Recently, I was having dinner with a young Christian lawyer and his wife in Australia. Tim had served for a while as the mayor of a small inner-city community that is part of the city of Melbourne. Now working as a pastor again, for a large downtown church, he has responsibilities for articulating the moral dimensions of many public issues as they impact the lives of people in that city.
Because of his success as a mayor and a pastor, and his high profile on a number of political issues, Tim is being approached about a possible run for the parliament of Australia. He's been asked before and, with his wife, Meredie, declined for family reasons-including the need of young children for their father's presence. Now the questions are coming up again, and I was privileged to be included in the family discussion.
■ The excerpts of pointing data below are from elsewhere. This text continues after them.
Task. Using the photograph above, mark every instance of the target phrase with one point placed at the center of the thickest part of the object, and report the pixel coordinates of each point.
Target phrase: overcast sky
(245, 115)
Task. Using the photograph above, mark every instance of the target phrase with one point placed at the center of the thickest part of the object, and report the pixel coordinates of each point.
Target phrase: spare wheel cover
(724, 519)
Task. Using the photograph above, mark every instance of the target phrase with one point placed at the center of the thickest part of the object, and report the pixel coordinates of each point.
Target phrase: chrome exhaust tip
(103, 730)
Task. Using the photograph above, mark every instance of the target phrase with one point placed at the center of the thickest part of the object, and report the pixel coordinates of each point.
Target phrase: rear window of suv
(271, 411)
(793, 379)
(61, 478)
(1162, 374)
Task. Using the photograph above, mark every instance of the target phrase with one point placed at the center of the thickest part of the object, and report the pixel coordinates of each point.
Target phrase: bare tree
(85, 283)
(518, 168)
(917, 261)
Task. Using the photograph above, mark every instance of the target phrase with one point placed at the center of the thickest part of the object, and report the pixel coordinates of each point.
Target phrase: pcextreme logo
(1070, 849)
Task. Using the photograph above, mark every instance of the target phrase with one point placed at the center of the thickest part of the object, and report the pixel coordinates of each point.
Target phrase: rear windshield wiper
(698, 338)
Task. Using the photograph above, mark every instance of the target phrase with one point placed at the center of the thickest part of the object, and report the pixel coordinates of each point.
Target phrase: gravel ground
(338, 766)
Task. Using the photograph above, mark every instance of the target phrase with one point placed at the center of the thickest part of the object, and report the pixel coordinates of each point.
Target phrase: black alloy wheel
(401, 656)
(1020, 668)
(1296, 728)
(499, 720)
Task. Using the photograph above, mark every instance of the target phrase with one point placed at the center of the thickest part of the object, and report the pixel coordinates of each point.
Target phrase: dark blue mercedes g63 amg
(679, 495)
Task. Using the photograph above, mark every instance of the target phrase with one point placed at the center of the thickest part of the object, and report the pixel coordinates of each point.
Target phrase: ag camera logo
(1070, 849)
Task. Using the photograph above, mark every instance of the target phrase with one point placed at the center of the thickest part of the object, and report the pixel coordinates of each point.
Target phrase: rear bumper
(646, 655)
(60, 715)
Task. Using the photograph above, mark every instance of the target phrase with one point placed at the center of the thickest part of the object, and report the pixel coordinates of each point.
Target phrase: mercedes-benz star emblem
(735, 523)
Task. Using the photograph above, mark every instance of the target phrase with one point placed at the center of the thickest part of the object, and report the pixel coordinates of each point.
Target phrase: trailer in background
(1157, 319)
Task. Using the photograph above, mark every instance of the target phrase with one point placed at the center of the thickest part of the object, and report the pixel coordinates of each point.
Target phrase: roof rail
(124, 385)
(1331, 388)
The issues being discussed were all the right ones-impact on the family, personal motivations, the temptations of political power, and whether a "prophetic" role from a church base or a more "political" role in the legislature is the more effective or faithful role for Tim.
The issue of money came up only briefly and tangentially. Tim explained that all candidates receive a reimbursement of 30 cents for every vote they get, and he was assured to get enough support to cover his campaign expenses even if he lost. He also predicted the cost of his election campaign to be only in the tens of thousands of dollars.
When I told them what a comparable campaign now costs in the United States, they were both incredulous. "We could never raise that kind of money," Tim exclaimed, "unless we could get the support of the very rich and powerful." Exactly.